The Hiera Orgas: Land
Use and
Environmental Politics
in Classical Greece
Timothy Howe (St. Olaf College)
In his background to the so-called Great Peloponnesian war, Thucydides lists
the Corcyrean affair, Potidaia, and the Megarian Decree as the decisive events
that brought Sparta and Athens to blows. Of these, the final straw
was the Megarian Decree. Around 432 BCE, Pericles of Athens formally
accused the Megarians of cultivating the Hiera Orgas,
or Holy Meadow, located between Athens and Megara (Thuc. 1.139).

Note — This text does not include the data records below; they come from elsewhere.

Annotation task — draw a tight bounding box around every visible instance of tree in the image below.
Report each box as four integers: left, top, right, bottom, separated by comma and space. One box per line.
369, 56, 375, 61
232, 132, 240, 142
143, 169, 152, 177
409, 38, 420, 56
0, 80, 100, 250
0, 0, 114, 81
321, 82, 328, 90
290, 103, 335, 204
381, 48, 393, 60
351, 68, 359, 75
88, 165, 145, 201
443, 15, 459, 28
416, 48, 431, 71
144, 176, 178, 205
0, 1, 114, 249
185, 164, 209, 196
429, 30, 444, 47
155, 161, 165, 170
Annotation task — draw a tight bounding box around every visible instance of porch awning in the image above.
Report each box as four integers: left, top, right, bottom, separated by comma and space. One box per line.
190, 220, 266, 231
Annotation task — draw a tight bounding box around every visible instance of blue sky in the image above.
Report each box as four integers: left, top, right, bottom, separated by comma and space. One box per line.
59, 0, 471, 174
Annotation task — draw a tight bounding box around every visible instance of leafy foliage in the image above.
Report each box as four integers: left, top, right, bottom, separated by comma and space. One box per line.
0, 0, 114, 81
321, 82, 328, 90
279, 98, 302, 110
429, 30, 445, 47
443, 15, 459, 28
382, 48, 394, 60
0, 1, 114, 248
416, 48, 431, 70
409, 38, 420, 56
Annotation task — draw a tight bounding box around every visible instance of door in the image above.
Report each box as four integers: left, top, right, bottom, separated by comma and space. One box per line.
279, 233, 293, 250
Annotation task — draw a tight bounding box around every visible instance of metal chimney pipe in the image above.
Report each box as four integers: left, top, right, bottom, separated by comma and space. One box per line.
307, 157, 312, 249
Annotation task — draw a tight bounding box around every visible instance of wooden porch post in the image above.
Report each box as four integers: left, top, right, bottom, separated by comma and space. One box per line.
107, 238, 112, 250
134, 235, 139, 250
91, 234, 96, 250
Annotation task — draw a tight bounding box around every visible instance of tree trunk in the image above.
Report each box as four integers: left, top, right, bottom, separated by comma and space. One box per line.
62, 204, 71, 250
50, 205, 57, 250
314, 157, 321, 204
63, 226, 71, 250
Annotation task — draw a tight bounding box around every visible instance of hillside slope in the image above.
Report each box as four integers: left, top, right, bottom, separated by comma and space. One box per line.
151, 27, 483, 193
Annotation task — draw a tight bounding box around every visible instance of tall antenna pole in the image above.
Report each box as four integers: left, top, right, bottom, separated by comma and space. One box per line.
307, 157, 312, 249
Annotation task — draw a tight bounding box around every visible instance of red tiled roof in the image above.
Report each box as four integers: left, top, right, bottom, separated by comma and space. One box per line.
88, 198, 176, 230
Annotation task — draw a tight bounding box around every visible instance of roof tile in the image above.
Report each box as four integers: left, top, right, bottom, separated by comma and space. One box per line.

Plutarch
(Pericles 30.2), agrees,
observing that Perikles
"publicly accused the Megarians of fencing off the Hiera Orgas and he proposed a decree that a herald be sent
both to them and to the Spartans denouncing the Megarians." This
denouncement had little effect and the continued violation of the orgas by
the Megarians prompted the Athenians to announce that they would close their
ports and markets to Megara, the so-called Megarian decree. By contextualizing the Hiera
Orgas and the Megarian decree within the environmental politics
of Greek sacred pasture lands, such as the jockeying over the Sacred Land
of Apollo near Delphi, this paper argues that the accepted view of the orgas as merely a pretext for the War is incomplete. Scholars
such as H, Bowden (Classical Athens and the Delphic Oracle (Cambridge:
2005)), have overlooked the fact that Athenian condemnation of the Megarians
for appropriating this important "unfarmed" land fits within an
established dialogue of ancient Greek "environmental politics." Moreover,
the fact that the elite of Athens were heavily involved in market-oriented
animal production and regularly exploited shrine-owned and especially border
grazing, suggests the Megarian action had real repercussions for the Athenian
economy and was not simply a rhetorical pretext for war. Indeed, when
Megara seizes the Orgas 80
years later once again the Athenians prepare for war ([Dem.] 13.32-3; IG II2 204).